赵老四的胸膛、腹部,渐渐布满了纵横交错、细密整齐的伤口,像一张诡异的血网。
有些地方的皮肉已经被薄薄地片起,露出下面鲜红的肌肉纹理。
血不再是流淌,而是从无数细小的伤口中汩汩渗出,将他染成一个可怖的血人。
但他还活着。
太医在一旁紧张待命,时不时上前,将特制的参片药膏敷在几个关键穴位,或灌下吊命的药汤。
“现在,开始剔肋间的肉。”司尧的声音依旧平稳,他换了一把带小弧度的尖刀。
“这里神经丰富,痛感最强,下刀要顺着肋骨走向,贴着骨膜......”
刀尖精准地探入肋间,轻轻一旋,一小片薄如蝉翼、甚至还微微颤动的肉片便被剥离下来。
“呃啊——!!!”
赵老四的身体猛地弹起,眼白上翻,几乎要昏厥,但剧烈的疼痛又瞬间将他扯回清醒地狱。
司尧将那肉片随意丢在脚边的木盆里,发出轻微的“嗒”一声。
盆底已经积了厚厚一层。
他继续。
一刀,又一刀。
动作始终稳定,精准,没有一丝多余。
渐渐地,赵老四身上的肉被一片片削去,露出了白森森的肋骨轮廓。
血腥味浓烈得令人作呕,混合着恶臭,弥漫在整个后院。
旁观的人群早已死寂一片。
呕吐的人已经吐空了胃,只能干呕。
大多数人脸色惨白如鬼,眼神空洞,仿佛灵魂都被眼前的景象抽走了。
他们终于无比清晰地认识到,陛下身边这个看似玩闹的“佞幸”,究竟是个何等恐怖的存在。

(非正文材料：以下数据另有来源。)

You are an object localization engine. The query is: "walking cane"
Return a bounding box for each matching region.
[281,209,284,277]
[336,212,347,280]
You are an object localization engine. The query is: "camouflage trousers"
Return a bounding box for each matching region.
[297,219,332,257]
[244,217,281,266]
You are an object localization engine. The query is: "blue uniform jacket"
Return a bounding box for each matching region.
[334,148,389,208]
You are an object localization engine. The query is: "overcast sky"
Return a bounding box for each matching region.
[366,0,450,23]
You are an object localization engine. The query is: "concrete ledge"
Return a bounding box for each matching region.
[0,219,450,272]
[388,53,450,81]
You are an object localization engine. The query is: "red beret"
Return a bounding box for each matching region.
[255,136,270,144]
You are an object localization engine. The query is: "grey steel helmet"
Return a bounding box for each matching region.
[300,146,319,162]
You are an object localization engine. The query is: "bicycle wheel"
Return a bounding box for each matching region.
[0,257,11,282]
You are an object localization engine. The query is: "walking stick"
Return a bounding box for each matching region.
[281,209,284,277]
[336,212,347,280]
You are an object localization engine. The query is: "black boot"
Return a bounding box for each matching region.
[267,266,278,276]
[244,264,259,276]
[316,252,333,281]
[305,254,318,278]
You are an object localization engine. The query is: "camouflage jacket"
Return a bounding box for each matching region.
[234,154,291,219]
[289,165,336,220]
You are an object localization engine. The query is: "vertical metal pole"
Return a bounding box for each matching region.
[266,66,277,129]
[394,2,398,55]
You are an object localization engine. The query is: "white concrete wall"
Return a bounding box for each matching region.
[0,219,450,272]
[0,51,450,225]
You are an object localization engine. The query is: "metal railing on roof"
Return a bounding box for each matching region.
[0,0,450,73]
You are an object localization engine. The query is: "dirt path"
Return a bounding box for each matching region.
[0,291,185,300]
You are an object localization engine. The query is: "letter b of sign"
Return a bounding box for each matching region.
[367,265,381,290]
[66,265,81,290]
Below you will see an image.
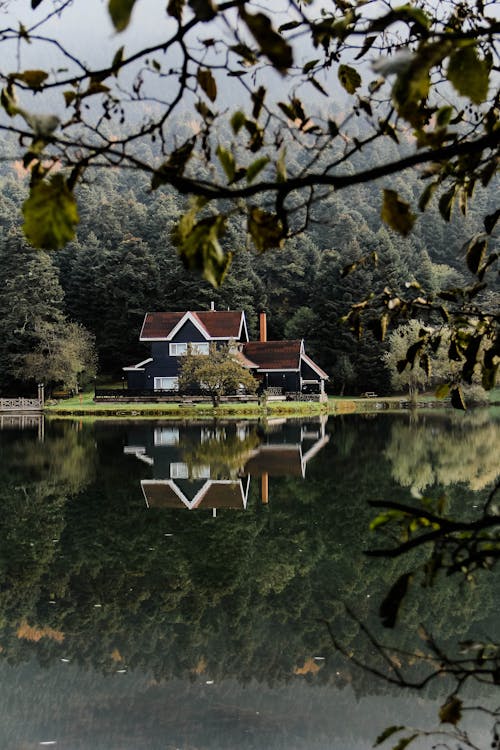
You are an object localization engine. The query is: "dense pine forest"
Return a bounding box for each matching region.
[0,131,498,394]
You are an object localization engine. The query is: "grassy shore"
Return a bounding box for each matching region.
[44,392,333,419]
[44,392,464,419]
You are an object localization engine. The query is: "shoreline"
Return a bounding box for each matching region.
[43,396,458,419]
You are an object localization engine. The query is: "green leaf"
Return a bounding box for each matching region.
[196,68,217,102]
[451,385,467,411]
[167,0,185,21]
[151,136,196,190]
[465,235,488,273]
[231,110,247,135]
[302,60,319,73]
[435,383,450,399]
[394,3,431,29]
[418,182,438,211]
[439,695,463,726]
[447,44,489,104]
[63,89,76,107]
[379,573,412,628]
[381,189,415,237]
[174,210,232,287]
[484,208,500,234]
[373,726,406,747]
[111,47,125,75]
[240,6,293,73]
[247,156,269,184]
[13,70,49,90]
[276,146,286,182]
[439,186,457,221]
[189,0,217,23]
[337,65,361,94]
[248,206,285,253]
[1,84,19,117]
[436,105,454,128]
[23,174,79,250]
[216,145,236,182]
[108,0,135,31]
[252,86,267,119]
[392,734,418,750]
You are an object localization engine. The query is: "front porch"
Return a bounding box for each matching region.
[94,388,324,404]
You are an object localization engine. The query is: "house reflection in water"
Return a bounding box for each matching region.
[124,417,329,516]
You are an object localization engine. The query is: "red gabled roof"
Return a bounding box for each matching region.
[243,339,302,370]
[140,310,246,341]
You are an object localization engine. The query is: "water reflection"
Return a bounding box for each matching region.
[385,410,500,494]
[0,415,499,750]
[123,416,330,515]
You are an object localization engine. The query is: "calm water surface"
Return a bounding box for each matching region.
[0,412,500,750]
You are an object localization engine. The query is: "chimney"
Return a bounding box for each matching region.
[260,471,269,505]
[259,312,267,341]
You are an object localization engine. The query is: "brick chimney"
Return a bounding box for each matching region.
[259,311,267,341]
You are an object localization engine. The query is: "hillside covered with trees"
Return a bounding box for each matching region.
[0,131,498,393]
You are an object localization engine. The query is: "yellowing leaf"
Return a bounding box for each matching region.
[240,7,293,72]
[217,146,236,182]
[23,174,79,250]
[381,190,415,237]
[448,45,489,104]
[196,68,217,102]
[338,65,361,94]
[108,0,135,31]
[14,70,49,89]
[373,726,405,747]
[439,695,462,725]
[435,383,450,398]
[247,156,269,184]
[248,207,285,253]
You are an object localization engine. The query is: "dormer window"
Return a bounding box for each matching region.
[190,341,209,354]
[169,341,209,357]
[169,343,187,357]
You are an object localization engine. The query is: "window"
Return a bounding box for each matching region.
[154,427,179,445]
[169,341,209,357]
[190,341,209,354]
[169,343,187,357]
[170,461,189,479]
[155,378,179,391]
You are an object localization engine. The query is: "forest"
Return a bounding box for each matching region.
[0,123,498,395]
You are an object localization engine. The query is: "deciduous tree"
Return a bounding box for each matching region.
[179,344,257,406]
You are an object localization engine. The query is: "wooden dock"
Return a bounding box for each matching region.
[0,397,43,414]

赵老四上半身包括大腿、后背,几乎只剩下一副挂着零星血肉的骨架。
而他居然还在极其微弱的抽搐,喉咙里发出近乎无声的“嗬嗬”气音。
————
两千刀。
赵老四已经彻底没了声息,只有胸膛微弱的起伏,证明他还活着。
他的身体已经千疮百孔,没有一寸完好的皮肤。
但所有伤口都只停留在表皮,没有伤及内脏。
这也是他能活到现在的原因。
老头已经记完了所有的笔记。
他的手还在抖,但眼睛里却闪烁着狂热的光芒。
他从未如此清晰地认识到,自己这四十年刽子手,白当了。
真正的凌迟,应该是这样的。
冷静,精准,残酷,而又优雅。
两千五百刀。
司尧的动作依旧稳定。
他的额头上沁出了细密的汗珠,但手从始至终没有抖一下。
仿佛他割的不是一个人,而是一块木头。
两千八百刀。
两千九百刀。
两千九百九十九刀。
司尧停下。
他手里握着最后一把刀。
老头屏住呼吸。
所有人都屏住呼吸。
司尧看着赵老四,如果那还能称为一个人的话。
然后,他举起了刀。
“最后一刀,”他说,声音在死寂的院里格外清晰,“在喉咙。”
“要轻,要快,只割破气管,不伤及血管。”
“这样,他还能活一盏茶的时间。”
“足够他感受,最后一口气是怎么断的。”
话音落下,刀锋划过。
赵老四的喉咙上,多了一道细如发丝的血线。
他的眼睛猛地睁大,喉咙里发出“嗬嗬”的声音,像是漏气的风箱。
然后,他的身体开始抽搐。
一下,又一下。
最后,彻底不动了。
三千刀。
人,死了。
老头浑身发抖,不是害怕,而是极致的激动与崇拜。
他扑通一声跪了下来,朝着司尧的方向,以头抢地,声音哽咽:“神乎其技,神乎其技啊!”
“老奴、老奴今日得见真章,死而无憾了。”
司尧手里的刀尖滴着血,而他自己的手和袖口,除了几点不可避免的溅射,竟依然保持着惊人的洁净。
他转过身,脸上那点浅淡的笑意早已消失,只剩下冰雪般的漠然。
他看了一眼激动得难以自持的老头,又扫过周围那群魂飞魄散的官员,最后,目光落在祁修衍身上。
祁修衍也正看着他。
四目相对。
祁修衍看到了司尧眼中那片深不见底的漆黑,那里没有杀戮后的亢奋,没有复仇的快意,只有一片死水般的平静。